И нахлынули на Федота Федотыча бессонные домовитые думы, взялся перевеивать их, а им конца нет: большие, неотложные подвигал ближе, помельче которые откладывал, но боль за Чародея неотступно жгла.
Утром поднялся раньше кур. Затопал по ступенькам и сразу — во двор, в конюшню: нет ли там Чародея, хотя и без того знал, что не вернулись Титушко с Машкой. Снова горько хотелось думать, но где уж тут, коль едва нашел минутку ополоснуть лицо. Телятниковы небось уж томятся, ждут: заботливая семья. Усердней Зимогоров белобрысых.
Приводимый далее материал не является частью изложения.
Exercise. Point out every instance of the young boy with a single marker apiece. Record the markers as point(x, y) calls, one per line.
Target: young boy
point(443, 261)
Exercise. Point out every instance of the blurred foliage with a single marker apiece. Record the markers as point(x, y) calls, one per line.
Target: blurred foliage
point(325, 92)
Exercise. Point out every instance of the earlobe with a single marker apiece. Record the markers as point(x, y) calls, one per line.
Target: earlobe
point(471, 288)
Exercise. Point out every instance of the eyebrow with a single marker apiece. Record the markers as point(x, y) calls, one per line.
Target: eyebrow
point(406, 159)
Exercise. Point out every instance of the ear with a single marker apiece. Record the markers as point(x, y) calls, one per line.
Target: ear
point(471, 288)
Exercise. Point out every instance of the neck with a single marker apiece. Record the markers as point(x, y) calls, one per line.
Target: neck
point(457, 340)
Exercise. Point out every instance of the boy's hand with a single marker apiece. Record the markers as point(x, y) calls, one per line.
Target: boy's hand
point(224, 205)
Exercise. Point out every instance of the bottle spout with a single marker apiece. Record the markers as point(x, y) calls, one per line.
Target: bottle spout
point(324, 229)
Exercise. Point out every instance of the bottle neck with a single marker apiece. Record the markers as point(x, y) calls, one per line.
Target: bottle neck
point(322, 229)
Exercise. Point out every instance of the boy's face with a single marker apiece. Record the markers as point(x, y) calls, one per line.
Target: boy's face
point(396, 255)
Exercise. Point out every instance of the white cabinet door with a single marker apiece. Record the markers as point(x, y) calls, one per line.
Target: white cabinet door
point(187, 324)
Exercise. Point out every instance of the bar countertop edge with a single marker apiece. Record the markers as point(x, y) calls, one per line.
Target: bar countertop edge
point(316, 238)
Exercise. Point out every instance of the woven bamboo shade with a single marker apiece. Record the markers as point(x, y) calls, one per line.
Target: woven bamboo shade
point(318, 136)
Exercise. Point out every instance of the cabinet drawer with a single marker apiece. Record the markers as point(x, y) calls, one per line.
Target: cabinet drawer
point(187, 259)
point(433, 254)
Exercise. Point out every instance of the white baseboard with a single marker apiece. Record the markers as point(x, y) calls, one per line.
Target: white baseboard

Любава поставила в кухне на стол кринку молока, нарезала ситного хлеба. Только этим всегда и обходился Федот Федотыч по утрам, а сегодня и молока не выпил, хлеба изжевал ломоть походя, всухомятку — и за ворота едва не бегом.
А на току и в самом деле уже собрались Телятниковы, зная, что Кадушкин любит раннюю работу. Ванюшка Волк был тут же — он весь в саже, возбужденный бессонной ночью, блестел веселыми зубами. Австриец, с приподнятыми и расчесанными усами, тоже, походило, не спал и, увидев хозяина, закричал своим зычным унтерским голосом:
— Давай, давай!
XI
Кровать Дуняши и Харитона стояла в кладовочке наверху, и просыпались они тотчас же, как в доме за стеной раздавались шаги Федота Федотыча. Дуняша вскакивала словно вымуштрованный солдат: не разлепив глаза, ощупью наискивала свою одежду и, чтобы угодить свекру, бежала доить коров, тащила из кухни пойло, принималась мыть полы. Ко всему этому она привыкла еще дома и управлялась со множеством дел, до того как идти на поле. Умывалась, прибирала волосы и ела Дуняша как-то между делом, успевая еще скрадом поглядеться в свое маленькое зеркальце, которое постоянно держала при себе.